14 - Rivalités

645 100 55
                                    

Gabriel

°°° 

Un souper, à plusieurs. J'avais pour habitude de manger avec mon escouade c'est vrai même si j'arrivais toujours en retard et que je préférais me trouver une jolie demoiselle magique avec qui passer la nuit. Ce soir, je n'ai pas envie de manger avec tout ce monde. J'aimerais être seul et me reposer dans un lit. C'est rare, car chaque nuit, j'avais ce besoin de dormir auprès d'une femme, d'oublier mes tourments en lui donnant tout le plaisir que je pouvais, cela me permettait d'oublier qui j'étais et de me sentir important, fort, fier et indispensable pour quelqu'un. 

A cette table se trouvent Dorius, Aïda, Joris, Selene, Artus ainsi que le roi Cristoff.
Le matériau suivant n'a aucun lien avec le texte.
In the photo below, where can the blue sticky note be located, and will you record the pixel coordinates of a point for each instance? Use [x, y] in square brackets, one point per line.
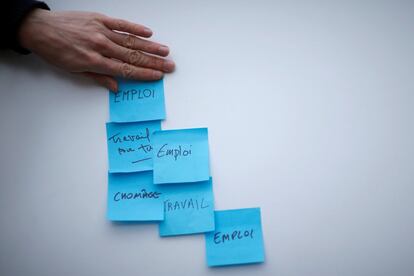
[137, 101]
[134, 197]
[188, 208]
[129, 145]
[237, 239]
[181, 156]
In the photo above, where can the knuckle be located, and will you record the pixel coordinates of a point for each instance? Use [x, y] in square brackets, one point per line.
[92, 60]
[137, 58]
[120, 24]
[99, 41]
[129, 42]
[126, 71]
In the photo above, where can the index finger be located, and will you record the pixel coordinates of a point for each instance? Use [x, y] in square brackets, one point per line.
[126, 26]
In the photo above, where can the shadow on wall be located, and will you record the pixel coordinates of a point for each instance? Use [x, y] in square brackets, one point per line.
[33, 65]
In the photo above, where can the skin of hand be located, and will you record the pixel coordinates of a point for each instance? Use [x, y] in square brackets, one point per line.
[95, 45]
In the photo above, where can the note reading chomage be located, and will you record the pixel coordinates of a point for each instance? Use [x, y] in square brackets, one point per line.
[181, 156]
[237, 239]
[137, 101]
[188, 208]
[129, 145]
[134, 197]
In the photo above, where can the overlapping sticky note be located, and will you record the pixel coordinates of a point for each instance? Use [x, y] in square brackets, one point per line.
[134, 197]
[237, 239]
[181, 156]
[142, 156]
[129, 145]
[137, 101]
[188, 208]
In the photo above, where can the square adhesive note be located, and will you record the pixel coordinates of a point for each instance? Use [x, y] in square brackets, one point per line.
[129, 146]
[188, 208]
[181, 156]
[137, 101]
[134, 197]
[237, 239]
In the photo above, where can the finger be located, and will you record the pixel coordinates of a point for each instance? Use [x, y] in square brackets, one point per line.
[104, 80]
[135, 43]
[138, 58]
[111, 67]
[126, 26]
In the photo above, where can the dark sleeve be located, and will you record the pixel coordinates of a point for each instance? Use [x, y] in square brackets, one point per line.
[12, 15]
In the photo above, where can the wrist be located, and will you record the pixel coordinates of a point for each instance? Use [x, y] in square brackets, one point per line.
[32, 27]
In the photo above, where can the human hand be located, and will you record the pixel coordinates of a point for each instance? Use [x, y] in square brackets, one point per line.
[95, 45]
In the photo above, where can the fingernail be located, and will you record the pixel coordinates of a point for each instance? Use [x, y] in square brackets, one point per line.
[164, 50]
[157, 75]
[147, 31]
[169, 65]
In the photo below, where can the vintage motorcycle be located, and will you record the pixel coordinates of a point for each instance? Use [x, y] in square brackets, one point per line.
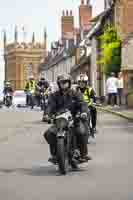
[8, 100]
[67, 153]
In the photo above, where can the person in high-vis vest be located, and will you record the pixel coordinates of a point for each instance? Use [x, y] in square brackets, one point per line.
[30, 89]
[90, 98]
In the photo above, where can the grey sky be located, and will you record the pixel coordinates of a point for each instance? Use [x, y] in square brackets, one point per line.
[35, 15]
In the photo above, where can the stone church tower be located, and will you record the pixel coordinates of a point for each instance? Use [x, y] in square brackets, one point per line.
[23, 59]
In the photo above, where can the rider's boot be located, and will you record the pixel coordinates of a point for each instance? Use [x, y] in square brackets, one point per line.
[84, 153]
[53, 158]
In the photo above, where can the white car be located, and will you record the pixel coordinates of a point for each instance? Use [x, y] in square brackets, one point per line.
[19, 98]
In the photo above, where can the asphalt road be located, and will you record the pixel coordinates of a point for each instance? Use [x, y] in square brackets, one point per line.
[25, 173]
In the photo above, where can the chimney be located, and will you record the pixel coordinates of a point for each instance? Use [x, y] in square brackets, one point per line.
[75, 39]
[67, 25]
[67, 13]
[67, 44]
[85, 15]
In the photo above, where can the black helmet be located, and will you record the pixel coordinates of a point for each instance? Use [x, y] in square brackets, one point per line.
[63, 79]
[82, 80]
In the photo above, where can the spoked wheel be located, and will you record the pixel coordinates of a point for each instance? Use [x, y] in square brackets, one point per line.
[62, 156]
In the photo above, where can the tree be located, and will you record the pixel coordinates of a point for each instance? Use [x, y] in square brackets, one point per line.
[110, 51]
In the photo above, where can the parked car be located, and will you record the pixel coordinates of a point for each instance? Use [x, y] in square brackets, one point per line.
[19, 98]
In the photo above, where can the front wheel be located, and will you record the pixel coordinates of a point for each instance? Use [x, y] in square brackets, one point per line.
[62, 156]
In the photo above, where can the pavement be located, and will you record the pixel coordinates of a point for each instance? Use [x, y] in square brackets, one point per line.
[121, 111]
[25, 173]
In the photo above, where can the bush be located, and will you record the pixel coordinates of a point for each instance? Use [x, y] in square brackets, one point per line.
[111, 51]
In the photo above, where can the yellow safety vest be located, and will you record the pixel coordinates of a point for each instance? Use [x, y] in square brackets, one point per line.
[32, 86]
[87, 95]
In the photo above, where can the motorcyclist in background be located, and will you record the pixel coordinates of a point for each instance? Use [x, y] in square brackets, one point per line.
[41, 86]
[66, 98]
[8, 89]
[30, 89]
[90, 98]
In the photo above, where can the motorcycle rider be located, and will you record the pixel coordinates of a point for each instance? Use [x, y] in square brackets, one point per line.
[30, 88]
[66, 98]
[89, 97]
[41, 86]
[8, 89]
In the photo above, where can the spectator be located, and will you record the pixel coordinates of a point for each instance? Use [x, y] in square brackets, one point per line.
[112, 89]
[120, 87]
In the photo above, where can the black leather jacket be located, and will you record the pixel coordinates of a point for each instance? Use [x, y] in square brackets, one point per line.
[59, 101]
[8, 90]
[40, 86]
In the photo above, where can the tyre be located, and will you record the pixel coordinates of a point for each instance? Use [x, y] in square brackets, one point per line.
[8, 102]
[62, 156]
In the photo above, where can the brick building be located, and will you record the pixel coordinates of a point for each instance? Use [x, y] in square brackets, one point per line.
[71, 37]
[124, 16]
[85, 15]
[22, 60]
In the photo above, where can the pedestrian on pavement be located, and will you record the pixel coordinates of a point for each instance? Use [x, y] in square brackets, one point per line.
[120, 87]
[112, 89]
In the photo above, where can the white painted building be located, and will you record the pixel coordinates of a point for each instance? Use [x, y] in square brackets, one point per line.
[2, 70]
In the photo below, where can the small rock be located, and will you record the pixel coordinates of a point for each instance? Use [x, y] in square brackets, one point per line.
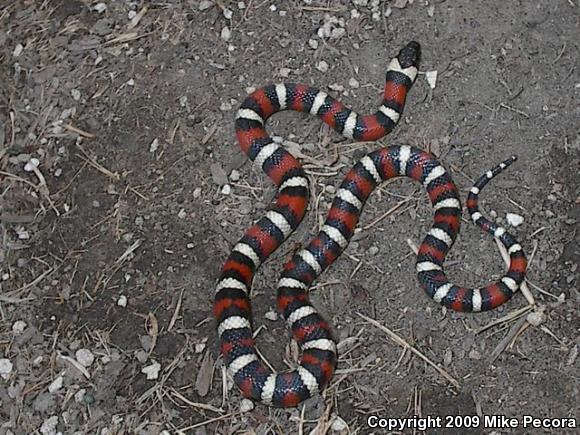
[80, 395]
[142, 356]
[49, 426]
[32, 164]
[322, 66]
[218, 174]
[226, 34]
[122, 301]
[85, 357]
[5, 368]
[18, 327]
[246, 405]
[431, 77]
[152, 371]
[474, 354]
[56, 385]
[154, 145]
[22, 233]
[514, 219]
[337, 33]
[338, 424]
[18, 50]
[536, 318]
[235, 175]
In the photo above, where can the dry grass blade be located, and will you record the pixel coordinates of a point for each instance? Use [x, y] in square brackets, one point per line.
[511, 316]
[512, 334]
[98, 167]
[401, 342]
[387, 213]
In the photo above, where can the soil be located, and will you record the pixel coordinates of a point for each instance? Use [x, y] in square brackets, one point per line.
[123, 191]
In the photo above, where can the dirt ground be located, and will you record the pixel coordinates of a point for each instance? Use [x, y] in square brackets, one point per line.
[123, 191]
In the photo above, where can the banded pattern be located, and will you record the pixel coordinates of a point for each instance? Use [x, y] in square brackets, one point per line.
[430, 260]
[232, 307]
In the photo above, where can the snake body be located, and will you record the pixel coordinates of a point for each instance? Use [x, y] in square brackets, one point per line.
[232, 308]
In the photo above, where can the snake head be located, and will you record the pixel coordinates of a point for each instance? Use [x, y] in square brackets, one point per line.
[410, 55]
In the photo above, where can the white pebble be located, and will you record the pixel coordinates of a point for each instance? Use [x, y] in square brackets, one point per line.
[226, 34]
[56, 385]
[100, 7]
[235, 175]
[18, 327]
[85, 357]
[122, 301]
[152, 371]
[80, 395]
[5, 368]
[49, 426]
[514, 219]
[431, 77]
[322, 66]
[337, 32]
[536, 318]
[246, 405]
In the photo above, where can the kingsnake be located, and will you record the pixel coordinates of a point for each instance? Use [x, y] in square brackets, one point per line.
[232, 307]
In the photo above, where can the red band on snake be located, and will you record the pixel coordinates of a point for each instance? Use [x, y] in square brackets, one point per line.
[232, 308]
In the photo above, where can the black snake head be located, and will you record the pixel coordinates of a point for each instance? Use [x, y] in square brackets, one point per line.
[410, 55]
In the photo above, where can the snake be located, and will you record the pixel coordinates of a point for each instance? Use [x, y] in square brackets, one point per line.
[318, 358]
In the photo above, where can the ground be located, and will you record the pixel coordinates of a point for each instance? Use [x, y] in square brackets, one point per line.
[123, 191]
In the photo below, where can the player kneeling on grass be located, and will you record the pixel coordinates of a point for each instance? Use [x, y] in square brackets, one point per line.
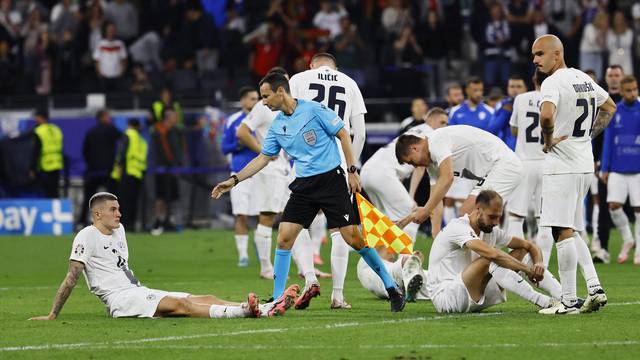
[100, 250]
[406, 271]
[468, 273]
Je laisse tomber la purée de ma fourchette que je retourne, tout en observant mon plat et ignorant le foutu regard insistant de ce bougre de prince. Un bouffon joue du violon non loin de là, soi-disant pour attiser la pièce d'une ambiance rassurante et familiale selon le roi. Cependant, je ne suis pas venu ici pour retrouver une famille. 

— Nous aurons au moins une ou deux nuits de sereines en ces lieux avant que les Mages ne débarquent pour nous faire la guerre, commence le roi. Je ne resterai pas sans rien faire, je comprends, peu à peu, quel était le combat de nos ancêtres à Eyos. Les Mages et les Elfes ne sont pas faits pour s'entendre et je défendrai Eyos, comme un roi est censé le faire. Néanmoins, je suis satisfait d'avoir sauver quelques uns d'entre vous, si cela permet à mon Royaume de ne pas sombrer dans les ténèbres qui, je le sais, s'avancent dangereusement vers nos terres.  Je lève donc mon verre à Eyos, à ce que fut Atya jadis malgré toutes les tensions qu'il en a résulter et au futur, à notre futur. 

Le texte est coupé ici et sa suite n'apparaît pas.